Il n’est pas rare de le voir rôder à la Lhoft, à la House of Startups, ou de se faire le porte-drapeau du pays, comme au Paris Fintech Forum, pour promouvoir l’écosystème luxembourgeois de la tech et débattre de l’environnement réglementaire des sociétés du numérique.








5/ Une marotte: le «level playing field»
Rares sont ses interventions qui ne mentionnent pas le «level playing field», c’est-à-dire des règles du jeu équitables ou une concurrence à armes égales. Une marotte que son prédécesseur (CSV) et désormais président de la Chambre de commerce, Luc Frieden , distillait déjà en son temps sur d’autres dossiers.
À l’OCDE à Paris, à l’occasion du 10e anniversaire du Forum mondial en novembre dernier , celui-ci relève que «l’ingrédient-clé du succès consistait à obtenir un ‘level playing field’, ce qui a permis d’aller de l’avant», rappelant la position du Luxembourg en matière de transparence fiscale.
Cette expression lui colle en tout cas à la peau: «Qu’il s’agisse de la supervision des fonds, de la taxe sur les transactions financières (TTF), de l’harmonisation de la base imposable de l’impôt des sociétés ou de la ‘taxe Google’, Pierre Gramegna sort le cheval de bataille du level playing field», écrivait le Land en octobre 2017 .
Ces cinq atouts pèseront-ils dans la balance? Réponse ce jeudi durant l’élection qui se déroule par visioconférence et qui concerne un mandat d’une durée de deux ans et demi.

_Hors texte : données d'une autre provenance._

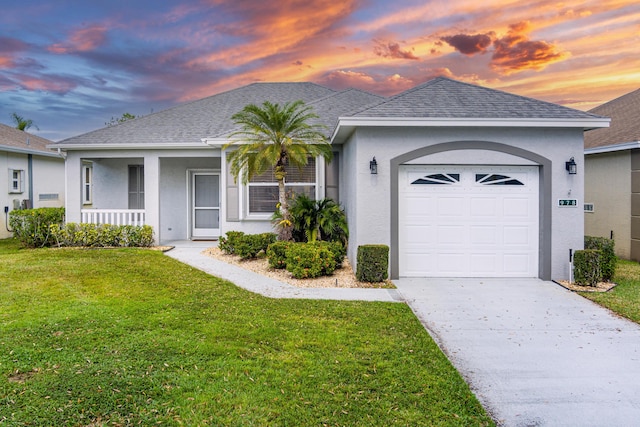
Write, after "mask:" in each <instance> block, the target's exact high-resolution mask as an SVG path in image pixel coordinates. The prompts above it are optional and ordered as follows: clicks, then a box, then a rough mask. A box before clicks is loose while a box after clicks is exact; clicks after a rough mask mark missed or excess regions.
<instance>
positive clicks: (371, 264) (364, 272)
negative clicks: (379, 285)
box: [356, 245, 389, 282]
mask: <svg viewBox="0 0 640 427" xmlns="http://www.w3.org/2000/svg"><path fill="white" fill-rule="evenodd" d="M357 261H358V266H357V268H356V278H357V279H358V280H359V281H361V282H384V281H385V280H386V279H387V278H388V277H389V273H388V269H389V246H387V245H362V246H358V255H357Z"/></svg>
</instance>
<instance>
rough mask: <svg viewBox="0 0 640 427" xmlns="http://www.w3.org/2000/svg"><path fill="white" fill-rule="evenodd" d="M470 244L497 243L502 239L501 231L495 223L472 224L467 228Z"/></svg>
mask: <svg viewBox="0 0 640 427" xmlns="http://www.w3.org/2000/svg"><path fill="white" fill-rule="evenodd" d="M469 231H470V233H469V241H470V243H471V244H472V245H497V244H498V243H499V242H500V241H502V231H501V230H499V227H498V226H495V225H484V226H482V225H474V226H471V227H470V229H469Z"/></svg>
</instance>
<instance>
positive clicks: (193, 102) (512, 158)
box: [53, 77, 608, 279]
mask: <svg viewBox="0 0 640 427" xmlns="http://www.w3.org/2000/svg"><path fill="white" fill-rule="evenodd" d="M298 99H300V100H303V101H304V102H305V103H307V104H308V105H310V106H312V107H313V108H314V110H315V112H316V113H317V114H318V115H319V116H320V121H321V122H322V123H324V124H326V125H327V126H328V131H327V137H328V138H329V140H330V142H331V144H332V146H333V147H334V152H335V157H334V160H333V161H332V162H331V163H329V164H325V162H324V161H323V160H322V159H316V160H315V161H312V162H310V164H309V167H308V168H307V169H306V170H303V171H302V173H293V174H291V175H290V176H289V180H288V182H287V185H288V186H289V188H290V189H297V190H298V191H305V192H307V193H309V194H312V195H314V196H315V197H316V198H323V197H331V198H333V199H336V200H337V201H339V202H340V204H341V205H342V206H343V207H344V209H345V211H346V214H347V219H348V223H349V232H350V236H349V247H348V257H349V259H350V261H351V262H352V263H353V265H354V266H355V264H356V252H357V247H358V246H359V245H363V244H386V245H389V247H390V274H391V277H392V278H397V277H400V276H402V277H411V276H414V277H427V276H431V277H540V278H543V279H551V278H567V277H568V276H569V266H568V254H569V249H579V248H582V245H583V241H582V240H583V230H584V216H583V214H582V210H581V209H578V208H576V206H577V201H580V203H581V202H582V199H583V191H584V187H583V175H582V174H581V172H582V171H581V169H582V166H583V165H580V162H581V160H582V152H583V143H584V141H583V132H584V131H585V130H587V129H592V128H598V127H604V126H607V125H608V119H607V118H604V117H600V116H597V115H594V114H589V113H585V112H582V111H577V110H573V109H570V108H566V107H562V106H559V105H555V104H551V103H547V102H542V101H538V100H534V99H530V98H524V97H521V96H516V95H512V94H509V93H505V92H501V91H497V90H493V89H488V88H484V87H480V86H476V85H473V84H467V83H462V82H458V81H455V80H451V79H448V78H442V77H440V78H436V79H434V80H431V81H428V82H426V83H424V84H421V85H419V86H416V87H414V88H412V89H409V90H407V91H405V92H402V93H400V94H398V95H395V96H392V97H390V98H382V97H379V96H377V95H373V94H370V93H366V92H363V91H360V90H355V89H349V90H345V91H334V90H332V89H329V88H326V87H323V86H319V85H317V84H313V83H254V84H250V85H248V86H244V87H240V88H238V89H234V90H230V91H228V92H224V93H220V94H217V95H213V96H210V97H208V98H204V99H201V100H198V101H194V102H191V103H187V104H184V105H179V106H177V107H174V108H171V109H168V110H165V111H160V112H157V113H154V114H151V115H148V116H144V117H142V118H138V119H135V120H131V121H127V122H124V123H122V124H119V125H117V126H113V127H108V128H104V129H100V130H96V131H94V132H89V133H87V134H84V135H79V136H76V137H72V138H69V139H66V140H64V141H61V142H59V143H57V144H54V145H53V146H54V147H56V148H59V149H60V150H62V151H63V152H65V153H66V156H67V158H66V159H67V160H66V180H67V203H66V206H67V220H68V221H72V222H92V221H108V222H117V221H127V222H135V223H145V224H149V225H152V226H153V228H154V230H155V233H156V234H155V235H156V238H157V239H158V241H160V242H167V241H171V240H179V239H214V238H217V237H218V236H219V235H221V234H224V233H225V232H227V231H230V230H240V231H245V232H249V233H253V232H262V231H266V230H271V223H270V221H269V218H270V217H271V213H272V212H273V210H274V209H275V200H276V193H275V186H276V183H275V180H274V179H273V177H272V176H261V177H258V178H256V179H254V180H253V181H252V182H250V183H249V184H247V185H242V184H241V183H238V182H235V181H234V179H233V177H231V176H230V174H229V168H228V166H227V162H226V153H225V150H223V148H222V147H223V146H224V144H225V143H227V142H228V141H229V139H228V138H229V134H230V133H231V132H232V131H233V130H234V129H235V127H234V123H233V122H232V121H231V119H230V117H231V115H232V114H234V113H236V112H238V111H240V110H241V109H242V108H243V107H244V106H245V105H246V104H249V103H254V104H261V103H262V102H263V101H265V100H269V101H271V102H273V103H285V102H288V101H294V100H298ZM570 159H577V163H578V165H577V166H578V171H579V173H578V174H577V175H572V174H569V173H568V172H567V170H566V169H565V165H566V163H567V162H569V160H570ZM374 163H375V164H376V165H377V167H376V168H375V170H374V168H373V164H374ZM374 172H375V173H374Z"/></svg>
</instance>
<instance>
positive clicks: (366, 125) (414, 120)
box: [331, 117, 611, 144]
mask: <svg viewBox="0 0 640 427" xmlns="http://www.w3.org/2000/svg"><path fill="white" fill-rule="evenodd" d="M610 122H611V119H610V118H608V117H593V118H584V119H562V118H558V119H553V118H506V119H500V118H432V117H398V118H393V117H384V118H381V117H340V118H339V119H338V124H337V125H336V128H335V129H334V131H333V135H332V136H331V141H332V143H333V144H342V143H343V142H344V141H346V139H347V138H348V137H349V135H351V134H352V133H353V131H354V130H355V129H356V128H357V127H456V128H461V127H493V128H581V129H583V130H589V129H597V128H606V127H609V124H610Z"/></svg>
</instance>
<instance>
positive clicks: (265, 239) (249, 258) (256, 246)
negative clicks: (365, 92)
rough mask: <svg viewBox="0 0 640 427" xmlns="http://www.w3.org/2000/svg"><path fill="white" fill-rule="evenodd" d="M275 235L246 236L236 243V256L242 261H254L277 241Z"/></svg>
mask: <svg viewBox="0 0 640 427" xmlns="http://www.w3.org/2000/svg"><path fill="white" fill-rule="evenodd" d="M276 237H277V236H276V235H275V234H274V233H261V234H245V235H243V236H240V237H239V238H238V239H237V240H236V242H235V254H236V255H238V256H239V257H240V258H242V259H253V258H256V257H257V256H258V254H259V253H260V252H266V251H267V248H268V247H269V245H270V244H272V243H274V242H275V241H276Z"/></svg>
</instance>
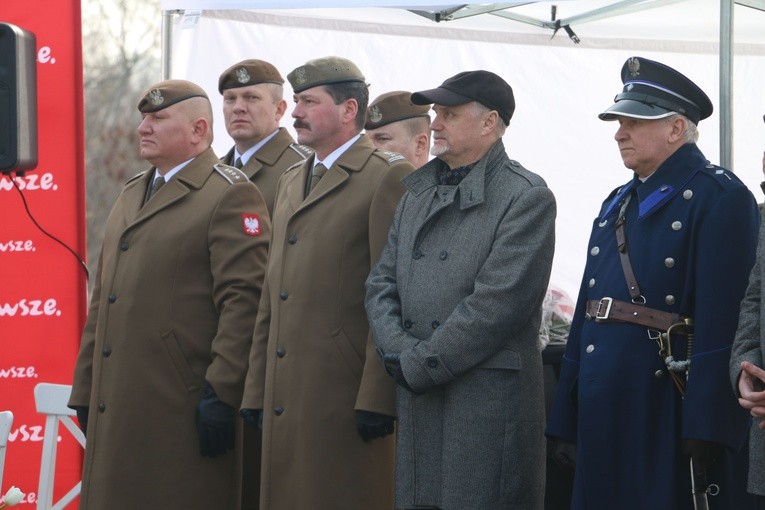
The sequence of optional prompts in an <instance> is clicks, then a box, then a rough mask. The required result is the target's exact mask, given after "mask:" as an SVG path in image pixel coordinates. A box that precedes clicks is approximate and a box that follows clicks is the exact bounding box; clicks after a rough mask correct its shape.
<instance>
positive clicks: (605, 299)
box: [595, 298, 614, 321]
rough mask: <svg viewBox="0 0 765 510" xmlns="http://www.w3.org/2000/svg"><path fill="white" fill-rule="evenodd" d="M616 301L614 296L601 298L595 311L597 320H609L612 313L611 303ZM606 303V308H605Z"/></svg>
mask: <svg viewBox="0 0 765 510" xmlns="http://www.w3.org/2000/svg"><path fill="white" fill-rule="evenodd" d="M613 303H614V300H613V298H601V300H600V301H599V302H598V309H597V311H596V312H595V320H596V321H605V320H608V316H609V315H610V314H611V305H612V304H613ZM604 305H605V310H603V308H604Z"/></svg>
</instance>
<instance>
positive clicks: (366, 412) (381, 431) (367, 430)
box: [356, 410, 394, 441]
mask: <svg viewBox="0 0 765 510" xmlns="http://www.w3.org/2000/svg"><path fill="white" fill-rule="evenodd" d="M393 421H394V418H393V416H388V415H385V414H379V413H373V412H372V411H362V410H357V411H356V430H358V431H359V435H360V436H361V439H363V440H364V441H371V440H372V439H377V438H378V437H385V436H388V435H390V434H393Z"/></svg>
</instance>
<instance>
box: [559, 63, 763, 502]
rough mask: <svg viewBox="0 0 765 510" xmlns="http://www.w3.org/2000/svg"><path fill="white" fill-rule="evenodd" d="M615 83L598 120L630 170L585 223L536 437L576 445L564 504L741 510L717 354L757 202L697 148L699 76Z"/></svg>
mask: <svg viewBox="0 0 765 510" xmlns="http://www.w3.org/2000/svg"><path fill="white" fill-rule="evenodd" d="M621 81H622V84H623V87H622V90H621V92H619V93H618V94H617V95H616V97H615V98H614V103H613V104H612V105H611V106H609V107H608V108H607V109H606V110H605V111H603V112H602V113H601V114H600V115H599V117H600V119H602V120H605V121H617V122H618V123H619V126H618V129H617V131H616V135H615V137H614V138H615V140H616V142H617V144H618V147H619V151H620V153H621V157H622V161H623V162H624V165H625V166H626V167H627V168H629V169H630V170H632V172H633V176H632V179H631V180H630V181H629V182H627V183H626V184H625V185H624V186H621V187H620V188H617V189H615V190H614V191H613V192H612V193H611V194H610V195H609V196H608V197H607V198H606V200H605V201H604V202H603V204H602V206H601V209H600V213H599V215H598V218H596V219H595V221H594V223H593V226H592V232H591V235H590V241H589V244H588V248H587V254H588V255H587V264H586V267H585V273H584V274H585V276H584V278H583V279H582V287H581V289H580V292H579V301H578V303H577V306H576V311H575V316H574V319H573V323H572V328H571V333H570V335H569V339H568V344H567V348H566V354H565V356H564V358H563V363H562V367H561V377H560V381H559V383H558V392H557V396H556V399H555V404H554V406H553V410H552V413H551V416H550V420H549V423H548V426H547V431H546V433H547V435H548V436H549V437H551V438H552V439H553V440H554V441H555V442H556V444H557V445H561V444H565V443H573V444H576V452H575V453H573V454H572V455H571V457H573V458H571V457H570V458H569V459H568V460H569V461H570V462H571V461H573V462H575V470H576V474H575V482H574V492H573V497H572V501H573V504H572V508H573V509H583V508H619V509H620V510H630V509H634V510H637V509H645V508H651V509H652V510H678V509H681V510H690V509H692V508H700V507H697V506H695V504H696V503H698V501H694V499H698V498H704V499H706V492H705V491H706V489H707V488H708V487H711V485H710V484H716V485H717V486H718V487H719V494H717V495H716V496H715V497H710V498H709V501H708V504H709V508H720V509H723V508H725V509H728V508H730V509H732V508H736V509H744V508H751V506H749V505H750V503H751V502H750V501H747V499H749V498H748V496H747V494H746V489H745V487H744V480H745V479H746V474H745V472H744V471H743V470H741V471H737V470H736V468H737V467H740V464H741V463H740V462H737V460H736V459H735V455H736V454H737V453H738V452H740V450H741V448H742V446H743V445H744V442H745V440H746V437H747V434H746V429H747V425H748V417H747V415H746V413H745V412H744V411H743V410H742V409H741V408H740V407H739V406H738V403H737V402H736V398H735V397H734V395H733V394H732V393H731V391H730V381H729V374H728V362H729V359H730V355H731V344H732V342H733V338H734V335H735V333H736V325H737V323H738V316H739V303H741V299H742V297H743V296H744V290H745V288H746V285H747V280H748V277H749V271H750V269H751V268H752V264H753V263H754V257H755V248H756V243H757V232H758V226H759V218H758V212H757V205H756V203H755V200H754V197H753V196H752V193H751V192H750V191H749V190H748V189H747V188H746V186H744V184H743V183H742V182H741V181H740V180H739V179H738V178H737V177H736V176H735V175H734V174H733V173H732V172H730V171H728V170H726V169H724V168H720V167H718V166H715V165H713V164H711V163H710V162H709V161H708V160H707V159H706V158H705V157H704V155H703V154H702V153H701V151H700V150H699V148H698V146H697V145H696V140H697V139H698V131H697V124H698V123H699V122H700V121H701V120H703V119H706V118H708V117H709V116H710V115H711V114H712V111H713V108H712V103H711V101H710V100H709V98H708V97H707V95H706V94H705V93H704V92H703V91H702V90H701V88H700V87H699V86H698V85H696V84H695V83H694V82H693V81H691V80H690V79H689V78H687V77H686V76H685V75H683V74H681V73H680V72H678V71H676V70H675V69H673V68H671V67H669V66H667V65H664V64H662V63H660V62H655V61H653V60H649V59H647V58H643V57H631V58H629V59H627V61H626V62H625V63H624V65H623V66H622V69H621ZM756 334H757V335H759V329H757V332H756ZM758 338H759V336H758ZM556 449H557V450H559V451H560V452H563V451H566V450H567V451H568V452H571V451H572V450H571V449H570V448H569V449H564V448H559V449H558V448H556ZM692 484H693V488H692ZM713 490H714V488H713ZM692 493H695V494H696V495H697V496H696V498H694V497H693V496H692Z"/></svg>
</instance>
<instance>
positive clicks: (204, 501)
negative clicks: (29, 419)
mask: <svg viewBox="0 0 765 510" xmlns="http://www.w3.org/2000/svg"><path fill="white" fill-rule="evenodd" d="M138 110H139V111H140V113H141V118H142V120H141V123H140V125H139V126H138V135H139V139H140V153H141V157H142V158H143V159H145V160H146V161H148V162H149V163H150V164H151V165H152V168H151V169H149V170H148V171H146V172H143V173H141V174H139V175H137V176H135V177H134V178H132V179H130V180H129V181H128V182H127V183H126V184H125V187H124V189H123V190H122V193H121V194H120V195H119V197H118V198H117V201H116V203H115V205H114V207H113V209H112V211H111V213H110V215H109V219H108V220H107V223H106V232H105V235H104V242H103V247H102V250H101V258H100V260H99V263H98V271H97V273H96V282H95V286H94V289H93V295H92V298H91V304H90V308H89V310H88V319H87V323H86V325H85V329H84V331H83V334H82V340H81V346H80V353H79V356H78V358H77V364H76V367H75V373H74V385H73V388H72V395H71V399H70V400H69V406H70V407H72V408H74V409H75V410H76V411H77V417H78V420H79V421H80V425H81V426H82V428H83V431H85V435H86V438H87V446H86V448H85V462H84V468H83V479H82V494H81V496H80V509H81V510H104V509H109V510H128V509H130V510H132V509H134V508H137V507H140V508H143V509H147V510H166V509H171V508H178V509H180V508H200V509H201V508H210V509H213V508H214V509H216V510H239V509H240V508H241V502H240V498H241V489H240V484H241V472H240V470H241V467H240V459H241V445H242V441H241V433H242V426H243V424H242V422H241V420H240V419H239V417H238V415H237V409H238V407H239V403H240V402H241V399H242V390H243V386H244V377H245V374H246V370H247V352H248V351H249V348H250V345H251V341H252V329H253V327H254V323H255V317H256V315H257V309H258V300H259V298H260V290H261V283H260V282H262V279H263V274H264V272H265V265H266V258H267V252H268V243H269V239H270V233H271V228H270V223H269V217H268V211H267V209H266V204H265V202H264V200H263V197H262V196H261V195H260V193H259V192H258V189H257V188H256V187H255V185H254V184H252V183H251V182H250V181H249V179H247V176H246V175H244V174H243V173H242V172H241V171H240V170H237V169H236V168H233V167H229V166H226V165H223V164H221V163H220V162H219V160H218V157H217V156H216V155H215V153H214V152H213V150H212V149H211V148H210V146H211V144H212V140H213V115H212V106H211V105H210V101H209V99H208V97H207V95H206V94H205V92H204V91H203V90H202V89H201V88H200V87H199V86H198V85H196V84H194V83H191V82H188V81H185V80H166V81H163V82H160V83H157V84H154V85H152V86H151V87H149V88H148V89H147V91H146V92H145V93H144V94H143V96H142V98H141V100H140V102H139V103H138Z"/></svg>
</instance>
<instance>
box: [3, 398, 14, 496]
mask: <svg viewBox="0 0 765 510" xmlns="http://www.w3.org/2000/svg"><path fill="white" fill-rule="evenodd" d="M11 425H13V413H12V412H10V411H0V489H2V488H3V469H4V468H5V450H6V447H7V446H8V436H9V435H10V434H11ZM0 493H2V491H0Z"/></svg>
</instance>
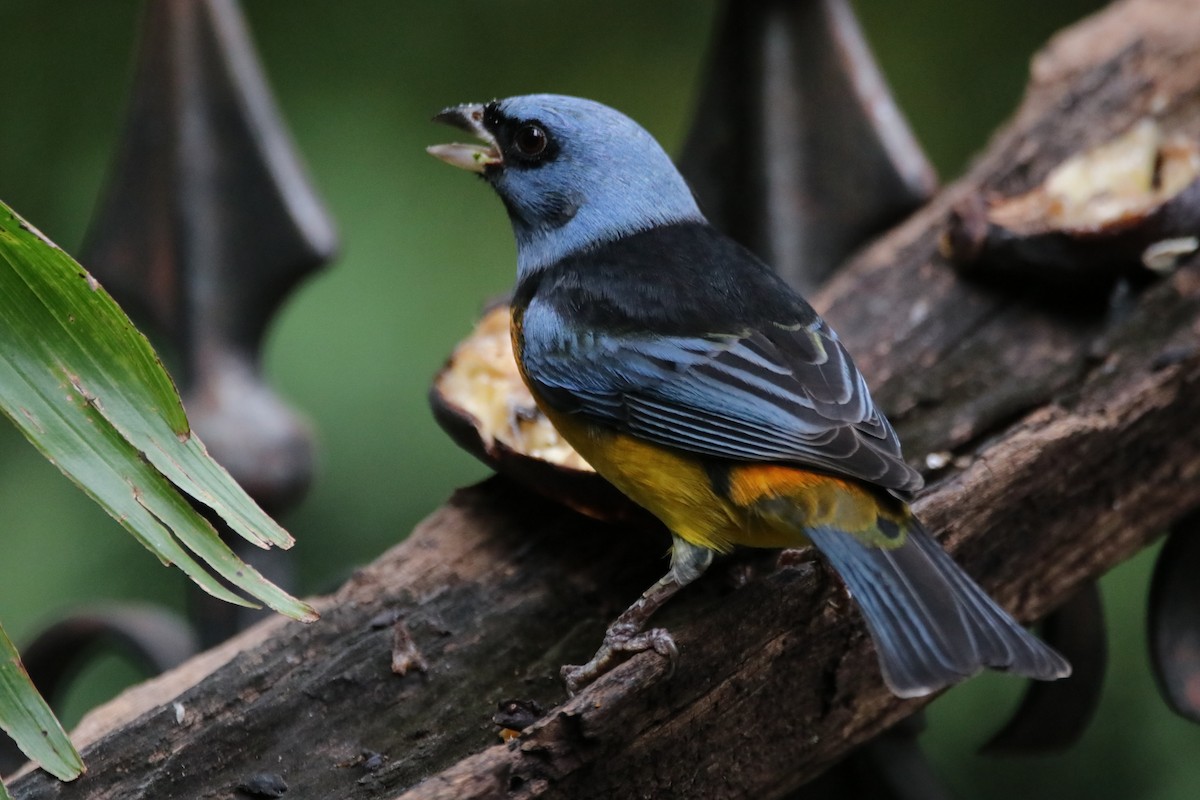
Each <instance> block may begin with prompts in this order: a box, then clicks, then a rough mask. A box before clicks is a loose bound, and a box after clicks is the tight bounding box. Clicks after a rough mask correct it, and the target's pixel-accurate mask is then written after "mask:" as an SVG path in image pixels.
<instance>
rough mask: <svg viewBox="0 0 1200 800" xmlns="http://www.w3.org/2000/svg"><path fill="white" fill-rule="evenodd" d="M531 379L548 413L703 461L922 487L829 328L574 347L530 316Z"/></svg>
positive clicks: (588, 344)
mask: <svg viewBox="0 0 1200 800" xmlns="http://www.w3.org/2000/svg"><path fill="white" fill-rule="evenodd" d="M529 311H530V312H533V318H530V314H527V323H534V326H535V327H536V329H541V330H544V331H546V330H552V331H553V335H542V336H526V337H524V339H526V344H524V347H523V353H522V360H523V362H524V369H526V373H527V375H528V378H529V380H530V381H532V384H533V386H534V389H535V391H536V392H538V393H539V395H540V396H541V397H542V399H544V402H547V403H550V404H551V405H552V407H553V408H554V409H557V410H559V411H565V413H570V414H580V415H582V416H586V417H588V419H590V420H593V421H595V422H599V423H601V425H606V426H608V427H614V428H617V429H619V431H622V432H625V433H629V434H632V435H636V437H638V438H641V439H646V440H648V441H652V443H655V444H659V445H664V446H668V447H674V449H678V450H685V451H689V452H694V453H697V455H702V456H709V457H716V458H727V459H736V461H764V462H782V463H793V464H798V465H804V467H811V468H816V469H821V470H826V471H830V473H834V474H839V475H847V476H851V477H857V479H862V480H865V481H869V482H871V483H876V485H878V486H882V487H884V488H889V489H895V491H900V492H908V491H913V489H917V488H919V487H920V485H922V479H920V475H919V474H918V473H917V471H916V470H913V469H912V468H910V467H908V465H907V464H906V463H905V462H904V459H902V457H901V455H900V443H899V440H898V439H896V435H895V432H894V431H893V429H892V426H890V425H889V423H888V421H887V419H886V417H884V416H883V415H882V414H881V413H880V411H878V409H877V408H876V407H875V403H874V402H872V401H871V397H870V393H869V391H868V389H866V383H865V381H864V379H863V377H862V374H860V373H859V372H858V368H857V367H854V363H853V362H852V361H851V359H850V355H848V354H847V353H846V349H845V348H844V347H842V344H841V343H840V342H839V341H838V337H836V335H835V333H834V332H833V331H832V330H830V329H829V327H828V326H827V325H826V324H824V323H823V321H822V320H821V319H820V318H817V319H816V320H815V321H811V323H809V324H805V325H768V326H762V325H760V326H758V327H757V329H756V330H746V331H740V332H738V333H733V335H712V336H704V337H691V336H661V335H660V336H646V335H638V336H635V335H628V333H619V332H598V331H594V330H593V331H589V332H587V333H586V335H583V333H578V335H572V333H571V332H570V331H571V329H570V326H569V325H568V324H566V323H565V320H564V319H563V318H562V317H559V315H557V314H556V312H553V311H551V309H548V308H544V309H540V313H539V311H538V309H535V308H533V307H530V309H529ZM538 317H540V319H538Z"/></svg>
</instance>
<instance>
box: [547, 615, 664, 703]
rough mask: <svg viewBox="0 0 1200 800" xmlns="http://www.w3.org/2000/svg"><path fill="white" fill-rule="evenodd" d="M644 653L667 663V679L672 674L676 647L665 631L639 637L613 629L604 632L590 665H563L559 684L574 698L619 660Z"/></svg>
mask: <svg viewBox="0 0 1200 800" xmlns="http://www.w3.org/2000/svg"><path fill="white" fill-rule="evenodd" d="M644 650H654V652H656V654H659V655H660V656H662V657H664V658H666V660H667V678H670V676H671V675H673V674H674V667H676V661H678V658H679V648H677V646H676V643H674V639H673V638H672V637H671V633H670V632H668V631H667V630H666V628H662V627H652V628H650V630H649V631H643V632H641V633H640V632H637V630H636V628H632V627H631V626H630V627H625V626H617V625H614V626H613V627H611V628H608V632H607V633H606V634H605V637H604V644H601V645H600V649H599V650H596V654H595V655H594V656H592V660H590V661H588V662H587V663H586V664H580V666H572V664H566V666H564V667H563V668H562V670H559V674H560V675H562V678H563V684H564V685H565V686H566V693H568V694H570V696H571V697H574V696H575V694H576V692H578V691H580V690H581V688H583V687H584V686H587V685H588V684H590V682H592V681H594V680H595V679H596V678H599V676H600V675H602V674H605V673H606V672H608V670H610V669H612V668H613V667H614V666H616V663H617V661H618V658H619V657H620V656H628V655H634V654H636V652H642V651H644Z"/></svg>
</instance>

S’il venait à être élu président de l’Eurogroupe, Pierre Gramegna garderait son mandat national. Il présiderait alors les réunions mensuelles et exceptionnelles des ministres des Finances de la zone euro et présenterait l’issue de ces réunions au public. Le président de l’Eurogroupe représente par ailleurs la zone euro dans les forums internationaux.
Biographie express
1988-1992: conseiller en affaires politiques et économiques auprès de l’ambassade du Luxembourg à Paris
1992-1996: consul général et directeur du Board of Economic Development à San Francisco
1996-2002: ambassadeur du Luxembourg au Japon et en Corée du Sud
2002-2003: direction des relations économiques internationales au ministère des Affaires étrangères
2003-2013: directeur général de la Chambre de commerce
Depuis 2013: ministre des Finances
Formation: Pierre Gramegna a obtenu une maîtrise de droit civil à l’université de Panthéon-Assas (Paris II), une licence de sciences économiques, et un DEA en droit européen. Il est par ailleurs docteur honoris causa de la Sacred Heart University Luxembourg.
Pierre Gramegna est né le 22 avril 1958 à Esch-sur-Alzette.